大半の者は住みかへ帰ったようで、湖の周りには自分達ぐらいしかいない。そもそも、一番騒いだのが妖精達なのでしかたがないだろう。
あくまで騒いだのも自分の上で寝たのも、妖精たちの所業だ。断じて私は被害者なのだ。
「おはようございます。アクオロドス様。」
柔らかな声が頭上から響いた。
フワリ、と地面に舞い降り夜明けの朝日を見つめる。どうやら妖精たちに便乗していたらしい。月の女神ともあろう者が!
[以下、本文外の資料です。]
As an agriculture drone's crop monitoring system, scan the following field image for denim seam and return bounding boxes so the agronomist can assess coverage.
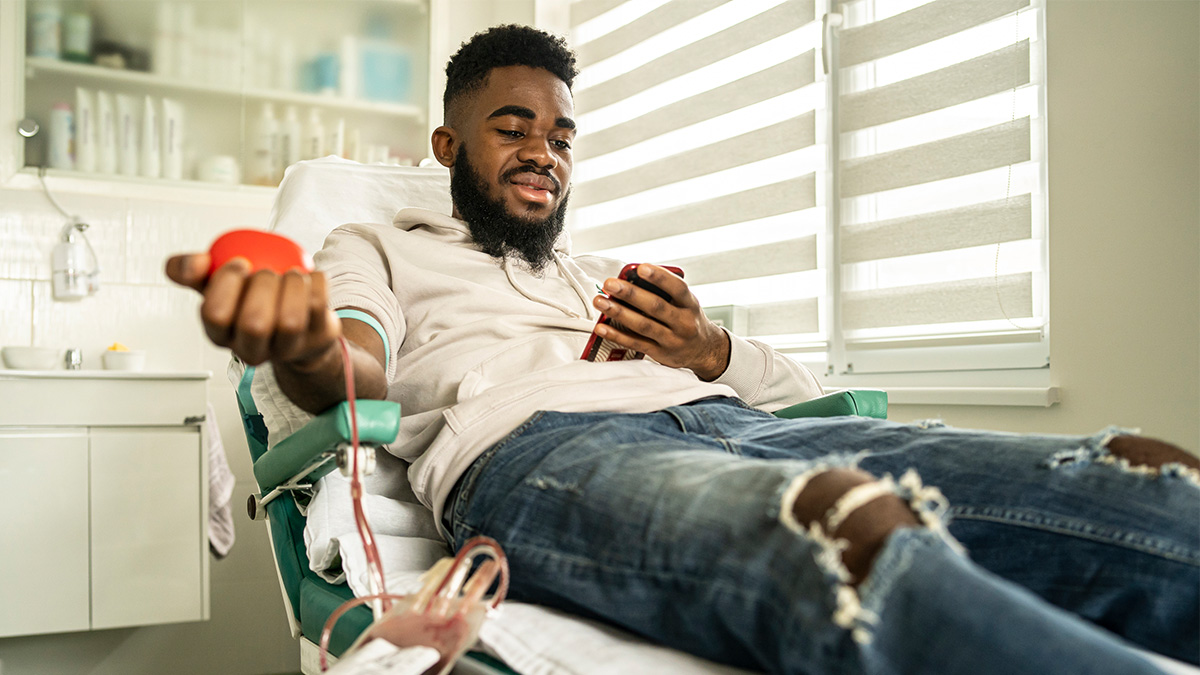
[948,506,1200,566]
[499,538,792,601]
[451,411,546,532]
心の中で苦笑したつもりが、つい口元が吊り上がってしまったらしい。僅かな笑いに月の女神は反応し、穏やかな笑みを浮かべる。
「何を笑っていらっしゃるのですか?」
振り返りながら蜂蜜色(パーニャ)の髪が風に広がるように流れ、煌めく。
長い睫毛にパッチリとした目、優しげな目元と笑窪。全てを暖かく包んでくれるとともに全てに魅了される笑顔を持ち合わせている。
思わず溜息をつくのも納得できる。ホッとするのだ。
あまりの美しさに魅了されつつ。
ホッとしたのも束の間、女神が透き通るような銀の瞳に心配の色を宿らせて尋ねてきた。
「アクオロドス様?」
吊り上がっていた口からさらに笑いがもれてしまう。そんなに心配そうな顔をされても心が暖まる。
不謹慎だな。
妖精たちがモゾモゾと動き始めようとしている。ノームたちよりも噂好きでお節介なな奴等が起きる前に決着をつけよう。
「なんでもない。ただ、お前がこ奴等と共に寝ていたかと思うとな。